Jaskot responded that the officers saw Lozano “flee” to the abandoned building when they turned their car around and that while they were approaching, they saw a “bulge” in Lozano’s front sweatshirt pocket, giving them reasonable suspicion for a Terry stop.
“If the facts of this case were simply that the defendant was running in the rain, officers would not have the reasonable suspicion to conduct that Terry stop,” Jaskot said after further questioning on the subject from the Justices. “However that is not all that we have. Very importantly, we also have the defendant’s evasive behavior where he did change that direction and run towards this building that appeared abandoned.”
Rubeo also argued that some evidence in Lozano’s trial was inappropriately introduced, as it was taken from statements Lozano gave during his arrest, without being given a “Miranda warning,” a set of notifications police are required to give people they arrest. These notifications include the right to remain silent, the right to an attorney and the warning that anything a defendant says can be used against them in court, among other things.
In their court filing, the attorney general’s office argued that Lozano forfeited the chance to suppress the statements he made before being given a Miranda warning because his lawyers failed to bring it up in his trial.
The case will also be considered by the Justices, although there is not a set timeline for how long they will take to deliver a final opinion.
‘RIDING THE CIRCUIT’
The Justices did not hear arguments for these cases at their typical venue at the Supreme Court’s building in Springfield. Rather, the court was “riding the circuit” and heard arguments on the campus of Chicago State University on Chicago’s South Side.
The court uses a version of the historical practice of judges traveling to district courts to “raise public awareness and confidence in the judicial branch,” according to Theis.

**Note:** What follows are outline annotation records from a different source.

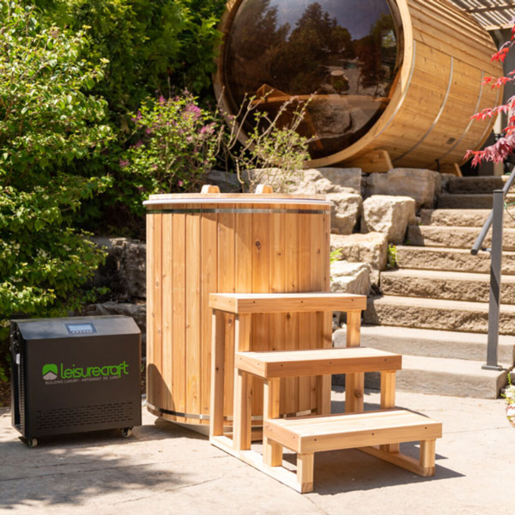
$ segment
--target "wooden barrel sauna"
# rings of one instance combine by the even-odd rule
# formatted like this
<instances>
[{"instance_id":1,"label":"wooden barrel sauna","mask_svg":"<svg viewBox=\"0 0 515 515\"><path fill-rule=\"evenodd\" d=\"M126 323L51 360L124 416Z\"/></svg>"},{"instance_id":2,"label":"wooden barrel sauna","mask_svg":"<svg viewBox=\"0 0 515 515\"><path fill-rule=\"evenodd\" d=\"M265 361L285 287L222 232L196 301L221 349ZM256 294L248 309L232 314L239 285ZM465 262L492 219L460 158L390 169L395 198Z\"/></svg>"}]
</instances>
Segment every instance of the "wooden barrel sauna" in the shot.
<instances>
[{"instance_id":1,"label":"wooden barrel sauna","mask_svg":"<svg viewBox=\"0 0 515 515\"><path fill-rule=\"evenodd\" d=\"M491 131L471 116L502 99L482 84L502 75L493 40L446 0L232 0L220 30L215 90L229 115L246 95L271 115L314 95L306 167L453 173ZM250 116L241 137L252 128Z\"/></svg>"},{"instance_id":2,"label":"wooden barrel sauna","mask_svg":"<svg viewBox=\"0 0 515 515\"><path fill-rule=\"evenodd\" d=\"M152 195L147 209L147 399L168 420L209 423L210 293L329 290L331 202L323 196ZM229 316L226 323L231 325ZM252 350L331 346L332 314L253 317ZM234 341L226 342L225 415L232 415ZM281 413L316 408L315 378L288 379ZM262 415L262 388L253 415Z\"/></svg>"}]
</instances>

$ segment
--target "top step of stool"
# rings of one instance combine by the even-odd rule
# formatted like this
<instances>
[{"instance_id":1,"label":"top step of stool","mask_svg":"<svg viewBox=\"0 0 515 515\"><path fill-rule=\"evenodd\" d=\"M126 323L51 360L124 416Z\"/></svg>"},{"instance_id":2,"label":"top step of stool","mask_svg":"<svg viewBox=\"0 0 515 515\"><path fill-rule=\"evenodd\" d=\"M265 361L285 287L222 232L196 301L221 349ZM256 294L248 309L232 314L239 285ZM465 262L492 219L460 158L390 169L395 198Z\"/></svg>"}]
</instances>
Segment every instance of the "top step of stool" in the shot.
<instances>
[{"instance_id":1,"label":"top step of stool","mask_svg":"<svg viewBox=\"0 0 515 515\"><path fill-rule=\"evenodd\" d=\"M212 293L209 307L229 313L354 311L367 308L367 296L315 291L302 293Z\"/></svg>"},{"instance_id":2,"label":"top step of stool","mask_svg":"<svg viewBox=\"0 0 515 515\"><path fill-rule=\"evenodd\" d=\"M236 352L234 366L259 377L287 377L399 370L402 356L368 347Z\"/></svg>"}]
</instances>

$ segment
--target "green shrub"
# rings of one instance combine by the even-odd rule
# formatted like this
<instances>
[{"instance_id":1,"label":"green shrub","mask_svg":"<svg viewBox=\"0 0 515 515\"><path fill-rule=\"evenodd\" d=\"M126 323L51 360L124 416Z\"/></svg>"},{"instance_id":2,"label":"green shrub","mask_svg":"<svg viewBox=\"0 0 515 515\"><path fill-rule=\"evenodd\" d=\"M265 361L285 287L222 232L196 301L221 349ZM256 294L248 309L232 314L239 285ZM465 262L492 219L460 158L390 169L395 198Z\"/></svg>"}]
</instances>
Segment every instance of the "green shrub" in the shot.
<instances>
[{"instance_id":1,"label":"green shrub","mask_svg":"<svg viewBox=\"0 0 515 515\"><path fill-rule=\"evenodd\" d=\"M119 200L133 213L143 216L142 200L150 194L199 191L214 165L223 129L197 101L187 92L161 96L133 114L135 143L119 163L126 184Z\"/></svg>"},{"instance_id":2,"label":"green shrub","mask_svg":"<svg viewBox=\"0 0 515 515\"><path fill-rule=\"evenodd\" d=\"M83 203L76 219L95 232L141 237L144 230L141 178L118 163L131 132L130 115L149 96L167 95L168 84L212 98L211 74L221 35L217 29L226 0L25 0L49 23L74 30L88 26L82 56L109 60L94 94L107 100L107 118L116 140L109 152L75 162L84 177L113 176L100 199ZM130 209L125 203L130 203ZM80 217L79 217L80 215Z\"/></svg>"},{"instance_id":3,"label":"green shrub","mask_svg":"<svg viewBox=\"0 0 515 515\"><path fill-rule=\"evenodd\" d=\"M88 55L109 62L93 91L125 118L168 82L211 94L225 0L32 0L52 23L90 27ZM118 118L113 118L118 121Z\"/></svg>"},{"instance_id":4,"label":"green shrub","mask_svg":"<svg viewBox=\"0 0 515 515\"><path fill-rule=\"evenodd\" d=\"M83 31L45 28L16 0L0 2L0 341L9 318L65 314L104 253L73 228L108 177L70 173L112 139L106 102L87 93L103 65L80 56ZM5 349L5 348L4 348Z\"/></svg>"}]
</instances>

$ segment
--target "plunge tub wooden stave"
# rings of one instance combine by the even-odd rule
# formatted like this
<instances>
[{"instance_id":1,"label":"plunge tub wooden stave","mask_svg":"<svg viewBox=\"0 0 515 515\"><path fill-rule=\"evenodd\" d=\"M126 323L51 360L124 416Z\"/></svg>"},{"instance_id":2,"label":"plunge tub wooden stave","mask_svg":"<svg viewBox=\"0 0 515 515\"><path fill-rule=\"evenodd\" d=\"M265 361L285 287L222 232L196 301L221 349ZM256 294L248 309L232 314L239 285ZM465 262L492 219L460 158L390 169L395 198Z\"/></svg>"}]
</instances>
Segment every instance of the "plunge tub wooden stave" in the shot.
<instances>
[{"instance_id":1,"label":"plunge tub wooden stave","mask_svg":"<svg viewBox=\"0 0 515 515\"><path fill-rule=\"evenodd\" d=\"M209 424L210 293L329 290L330 205L321 198L278 195L151 197L147 389L151 413ZM256 315L252 349L330 347L331 318L323 312ZM225 323L231 326L234 317L227 315ZM224 412L230 424L234 341L227 341L226 347ZM284 383L282 413L316 409L314 379ZM262 384L256 379L253 388L256 423L262 413Z\"/></svg>"}]
</instances>

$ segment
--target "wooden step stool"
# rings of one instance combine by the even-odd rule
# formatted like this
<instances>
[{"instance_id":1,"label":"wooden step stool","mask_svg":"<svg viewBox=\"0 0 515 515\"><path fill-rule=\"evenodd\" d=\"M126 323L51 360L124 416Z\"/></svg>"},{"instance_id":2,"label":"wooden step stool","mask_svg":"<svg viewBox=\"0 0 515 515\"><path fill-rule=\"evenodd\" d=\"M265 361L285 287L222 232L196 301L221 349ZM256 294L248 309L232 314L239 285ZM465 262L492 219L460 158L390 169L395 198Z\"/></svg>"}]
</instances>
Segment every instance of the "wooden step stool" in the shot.
<instances>
[{"instance_id":1,"label":"wooden step stool","mask_svg":"<svg viewBox=\"0 0 515 515\"><path fill-rule=\"evenodd\" d=\"M280 308L279 304L273 302L276 299L270 298L270 294L267 294L264 299L260 294L252 294L252 297L249 296L251 294L244 295L244 297L240 298L240 294L227 296L213 294L210 305L214 308L222 306L224 311L236 314L239 310L261 313ZM307 299L302 297L305 294L295 295L297 308L316 309L313 294ZM328 301L328 295L323 294L325 305ZM214 298L215 295L217 297ZM278 299L280 297L276 296ZM334 303L337 304L337 296L334 295ZM239 300L243 302L239 303ZM262 300L264 300L262 303ZM351 323L355 324L359 318L351 316L350 320ZM348 323L349 320L348 317ZM214 321L216 322L215 317ZM314 453L317 451L358 448L421 475L434 473L435 440L441 436L441 424L405 410L386 409L394 405L395 372L401 368L402 356L367 348L251 352L242 352L237 345L234 360L237 375L234 392L233 439L231 440L224 436L223 342L217 341L215 329L210 435L210 441L214 445L301 492L313 490ZM350 332L351 344L356 341L355 325L353 329ZM237 330L236 340L237 342ZM369 371L381 372L381 408L383 410L350 413L363 411L362 390L360 396L358 390L360 385L362 388L364 372ZM330 398L327 399L323 393L324 378L330 378L332 373L346 373L353 378L347 382L346 411L348 413L345 415L328 415ZM258 453L250 450L251 374L264 380L262 459ZM280 378L302 375L317 375L318 394L322 396L318 405L322 414L278 419ZM418 461L399 452L399 443L415 440L421 442ZM296 476L281 466L283 446L297 454Z\"/></svg>"}]
</instances>

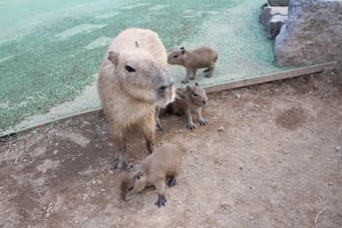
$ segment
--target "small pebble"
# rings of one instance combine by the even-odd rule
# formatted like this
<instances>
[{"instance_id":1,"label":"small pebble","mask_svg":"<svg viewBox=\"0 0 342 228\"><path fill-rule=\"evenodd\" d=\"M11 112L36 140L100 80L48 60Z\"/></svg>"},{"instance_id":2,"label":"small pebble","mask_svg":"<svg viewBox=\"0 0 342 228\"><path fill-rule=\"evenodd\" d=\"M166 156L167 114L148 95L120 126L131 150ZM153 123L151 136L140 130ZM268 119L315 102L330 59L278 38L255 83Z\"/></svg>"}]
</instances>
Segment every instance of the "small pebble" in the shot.
<instances>
[{"instance_id":1,"label":"small pebble","mask_svg":"<svg viewBox=\"0 0 342 228\"><path fill-rule=\"evenodd\" d=\"M223 130L224 130L224 127L223 126L221 126L220 127L217 128L218 132L222 132Z\"/></svg>"}]
</instances>

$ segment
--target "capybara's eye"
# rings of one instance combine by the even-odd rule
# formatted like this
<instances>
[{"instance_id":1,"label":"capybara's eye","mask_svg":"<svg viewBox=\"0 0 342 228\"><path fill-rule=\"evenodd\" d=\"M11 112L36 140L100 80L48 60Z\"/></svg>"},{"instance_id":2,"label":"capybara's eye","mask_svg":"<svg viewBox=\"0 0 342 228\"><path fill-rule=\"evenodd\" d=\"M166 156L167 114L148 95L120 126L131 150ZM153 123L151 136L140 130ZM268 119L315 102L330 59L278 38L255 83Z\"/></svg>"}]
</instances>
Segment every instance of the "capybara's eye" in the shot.
<instances>
[{"instance_id":1,"label":"capybara's eye","mask_svg":"<svg viewBox=\"0 0 342 228\"><path fill-rule=\"evenodd\" d=\"M126 66L125 66L125 69L126 69L126 70L127 70L128 72L135 72L135 69L134 69L134 68L131 67L131 66L126 65Z\"/></svg>"}]
</instances>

It’s a practice that had been temporarily stalled in recent years amid the COVID-19 pandemic. The court held a virtual “riding the circuit” program in 2021 in conjunction with schools from the state’s Second Judicial District in northern Illinois. The court’s previous in-person road trip took place in Sept. 2019 when arguments were heard at Lewis & Clark Community College in Godfrey.
“It is the first time in our history of this court and our state that we have come to the First District here in Chicago,” Theis told attendees of the arguments on Thursday.
Around 300 students from schools around the region attended the event. Following the oral arguments, students participated in a question-and-answer session with representatives of the Cook County Bar Association.